As I mentioned in my first post, I love baking. My love for it began when I was little, as my Mum gave me so many opportunities to cook. From baking shortbread with her at Christmas time, to making kiss biscuits with my Nan, my love for it has never waned.
I have always been a bit of a sweet tooth, so I tend to sway towards sugar-based recipes. I am always up for a challenge, and in the past year, have attempted some desserts I have avoided for many years. And whilst the end product may look pretty, the process wasn't necessarily as attractive.
|Blueberry and Custard Pies|
As you can see above, I tried two different types of toppings for this specific filling. I was unsure whether the blueberry would make the pastry soggy, hence the meringue topping. However, what I found was that after the pies had cooled down slightly, the meringue began to pull away from the sides. This not only looks unattractive, but also causes difficulty when cutting the pie.
TPB TIP: To deal with this issue, make sure you spread the meringue mixture right out to the edge, covering the crust, anchoring it there.

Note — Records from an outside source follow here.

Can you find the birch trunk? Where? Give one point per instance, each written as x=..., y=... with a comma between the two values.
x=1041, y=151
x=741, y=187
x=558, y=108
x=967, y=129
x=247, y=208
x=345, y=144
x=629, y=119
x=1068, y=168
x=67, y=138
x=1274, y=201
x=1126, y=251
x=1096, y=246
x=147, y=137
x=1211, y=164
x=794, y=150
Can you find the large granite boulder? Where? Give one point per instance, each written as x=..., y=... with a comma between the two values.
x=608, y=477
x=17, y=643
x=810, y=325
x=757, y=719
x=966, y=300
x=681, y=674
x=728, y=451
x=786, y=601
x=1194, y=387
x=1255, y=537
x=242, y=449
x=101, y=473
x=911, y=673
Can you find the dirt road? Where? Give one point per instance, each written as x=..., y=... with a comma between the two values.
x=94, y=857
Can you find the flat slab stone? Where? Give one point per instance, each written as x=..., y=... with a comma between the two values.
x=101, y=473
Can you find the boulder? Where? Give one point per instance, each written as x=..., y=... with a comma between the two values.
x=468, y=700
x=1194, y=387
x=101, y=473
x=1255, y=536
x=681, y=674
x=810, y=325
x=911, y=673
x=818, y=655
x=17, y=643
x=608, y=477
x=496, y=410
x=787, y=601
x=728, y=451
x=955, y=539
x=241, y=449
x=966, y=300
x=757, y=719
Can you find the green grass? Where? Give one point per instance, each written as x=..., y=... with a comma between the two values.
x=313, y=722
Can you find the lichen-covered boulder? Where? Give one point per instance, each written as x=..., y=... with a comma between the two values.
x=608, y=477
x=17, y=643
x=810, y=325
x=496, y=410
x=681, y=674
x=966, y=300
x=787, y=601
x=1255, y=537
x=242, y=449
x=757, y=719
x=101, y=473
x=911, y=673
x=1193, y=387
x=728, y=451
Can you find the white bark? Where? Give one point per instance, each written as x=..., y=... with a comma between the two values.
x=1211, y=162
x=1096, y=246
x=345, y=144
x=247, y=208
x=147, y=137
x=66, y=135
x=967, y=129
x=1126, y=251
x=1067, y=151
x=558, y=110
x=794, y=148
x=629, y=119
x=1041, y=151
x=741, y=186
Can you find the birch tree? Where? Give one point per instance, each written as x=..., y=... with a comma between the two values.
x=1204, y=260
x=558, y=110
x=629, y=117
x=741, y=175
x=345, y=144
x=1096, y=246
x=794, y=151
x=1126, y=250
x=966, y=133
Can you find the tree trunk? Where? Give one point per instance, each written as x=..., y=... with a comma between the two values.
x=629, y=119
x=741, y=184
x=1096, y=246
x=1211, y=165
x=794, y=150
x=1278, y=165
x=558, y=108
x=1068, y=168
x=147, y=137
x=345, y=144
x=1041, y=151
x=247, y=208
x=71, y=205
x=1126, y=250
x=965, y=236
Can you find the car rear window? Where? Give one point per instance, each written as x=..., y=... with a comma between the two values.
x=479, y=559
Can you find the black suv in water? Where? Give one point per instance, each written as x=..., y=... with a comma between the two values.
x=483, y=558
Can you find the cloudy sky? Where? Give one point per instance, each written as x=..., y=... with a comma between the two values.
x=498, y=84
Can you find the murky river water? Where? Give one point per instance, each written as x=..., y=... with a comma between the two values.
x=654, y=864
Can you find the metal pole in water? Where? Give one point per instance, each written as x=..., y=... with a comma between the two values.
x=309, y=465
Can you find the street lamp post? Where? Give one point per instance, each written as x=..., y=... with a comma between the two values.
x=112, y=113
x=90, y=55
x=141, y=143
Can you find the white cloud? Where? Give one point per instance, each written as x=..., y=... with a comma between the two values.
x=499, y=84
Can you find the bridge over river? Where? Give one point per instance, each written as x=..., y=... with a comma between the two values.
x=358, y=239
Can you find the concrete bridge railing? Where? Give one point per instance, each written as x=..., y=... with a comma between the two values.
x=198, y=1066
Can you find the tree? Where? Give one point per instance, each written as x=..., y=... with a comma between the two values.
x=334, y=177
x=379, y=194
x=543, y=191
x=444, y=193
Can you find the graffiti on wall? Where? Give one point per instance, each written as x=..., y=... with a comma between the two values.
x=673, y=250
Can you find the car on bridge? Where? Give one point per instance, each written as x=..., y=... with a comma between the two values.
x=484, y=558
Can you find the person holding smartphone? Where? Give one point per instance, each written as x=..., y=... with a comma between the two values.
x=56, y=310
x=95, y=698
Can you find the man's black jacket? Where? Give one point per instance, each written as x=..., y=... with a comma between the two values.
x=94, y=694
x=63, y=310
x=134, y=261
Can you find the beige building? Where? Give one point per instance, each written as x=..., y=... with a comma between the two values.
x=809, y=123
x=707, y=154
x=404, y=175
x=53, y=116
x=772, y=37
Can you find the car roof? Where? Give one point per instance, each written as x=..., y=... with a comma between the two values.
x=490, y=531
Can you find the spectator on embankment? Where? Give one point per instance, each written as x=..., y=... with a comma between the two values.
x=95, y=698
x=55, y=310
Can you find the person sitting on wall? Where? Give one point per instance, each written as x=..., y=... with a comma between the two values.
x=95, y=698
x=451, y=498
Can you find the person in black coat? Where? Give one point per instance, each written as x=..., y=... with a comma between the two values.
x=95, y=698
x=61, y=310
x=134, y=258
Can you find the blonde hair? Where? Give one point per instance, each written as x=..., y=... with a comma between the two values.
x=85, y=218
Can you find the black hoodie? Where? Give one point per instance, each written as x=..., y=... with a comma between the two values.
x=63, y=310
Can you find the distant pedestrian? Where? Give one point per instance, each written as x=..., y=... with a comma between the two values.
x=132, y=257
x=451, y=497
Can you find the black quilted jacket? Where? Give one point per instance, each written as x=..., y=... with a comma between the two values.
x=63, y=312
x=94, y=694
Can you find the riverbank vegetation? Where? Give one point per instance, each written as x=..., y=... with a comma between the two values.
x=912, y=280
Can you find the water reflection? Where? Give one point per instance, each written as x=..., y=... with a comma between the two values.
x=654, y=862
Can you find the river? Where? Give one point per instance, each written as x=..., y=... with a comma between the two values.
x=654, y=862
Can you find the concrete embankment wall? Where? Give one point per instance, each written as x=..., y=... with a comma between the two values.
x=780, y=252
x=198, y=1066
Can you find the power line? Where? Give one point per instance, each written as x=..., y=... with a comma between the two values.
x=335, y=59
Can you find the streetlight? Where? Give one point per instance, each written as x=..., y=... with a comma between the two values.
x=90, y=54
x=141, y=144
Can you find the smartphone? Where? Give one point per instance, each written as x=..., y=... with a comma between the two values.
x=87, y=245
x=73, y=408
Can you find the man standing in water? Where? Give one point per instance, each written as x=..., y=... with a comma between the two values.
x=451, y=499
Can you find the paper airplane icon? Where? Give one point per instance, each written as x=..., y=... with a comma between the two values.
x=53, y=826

This should ensure that the meringue does not pull away after cooking.
|Strawberry and Cream Spongecake|
My first cake came out beautifully, and I was so happy. I then looked at the mixture sadly waiting in the bowl, and it looked miserable. The airiness of the batter had disappeared, and it was flat and lifeless. I decided to try it out anyway. What a waste of 40 minutes that was. The cake came out of the oven looking worse for wear. It was dense and wet, and I was not a happy camper. I refused to give in, and made a second batch of mixture, which turned out perfectly!
TPB Tip: If you are making a spongecake which requires two cake tins, don't think you can defy the odds. Put the cakes in at the same time, or if you only have one tin like I did, make two half batches. It will save you a heap of stress and disappointment!
Also, be careful when leaving hot spongecakes on cooling racks. The mixture is generally very sticky, and will quite often stick to the wire. Recipes will call for the use of baking paper on top of the racks, but as I discovered, that does not prevent sticking either. My suggestion is that you monitor your cakes, transferring them from tray to tray every couple of minutes.
And at last, we reach the eclair. A delicious treat, but one which does not come trouble-free. Over the past couple of years, I have attempted the croquembouche, and have been semi-successful. The one element which trips me up every time is the choux pastry. Either it doesn't rise like it should, and is dense and doughy, or it cracks.
For Christmas, my brother gave me a book dedicated to eclairs, so I decided I would attempt the tricky dessert one more time. I followed the recipe step by step ,with so much care, I thought nothing could go wrong. I was wrong wasn't I? The pastry was the right consistency, and looked great when I piped it onto the tray, but as soon as it entered the oven, it turned into a deep-fried mess. The butter oozed out of the eclairs, and ruined the pastry completely. I felt deflated and disappointed. But as I said before, I love a challenge, and was determined to beat this recipe.
I found another recipe online, and decided to give it a go, and voilà, it worked! The eclairs looked perfect!
Below is the recipe I used, to save you from any eclair disasters! (Taken from taste.com.au)
Basic Choux Recipe
© 2/3 cup cold water
© 60g butter, chopped
© 2/3 cup plain flour
© 3 eggs, lightly beaten
- Combine butter and 2/3 cup cold water in a saucepan over medium heat. Cook for 3 to 4 minutes or until butter has melted and mixture just starts to boil.
- Reduce heat to low. Add flour. Cook, stirring, for 2 to 3 minutes or until mixture comes away from side of pan and forms a ball. Set aside for 5 minutes to cool slightly.
- Reserve 2 teaspoons egg. Using a wooden spoon, gradually beat in remaining egg until well combined and mixture forms a glossy dough (mixture should drop from the spoon).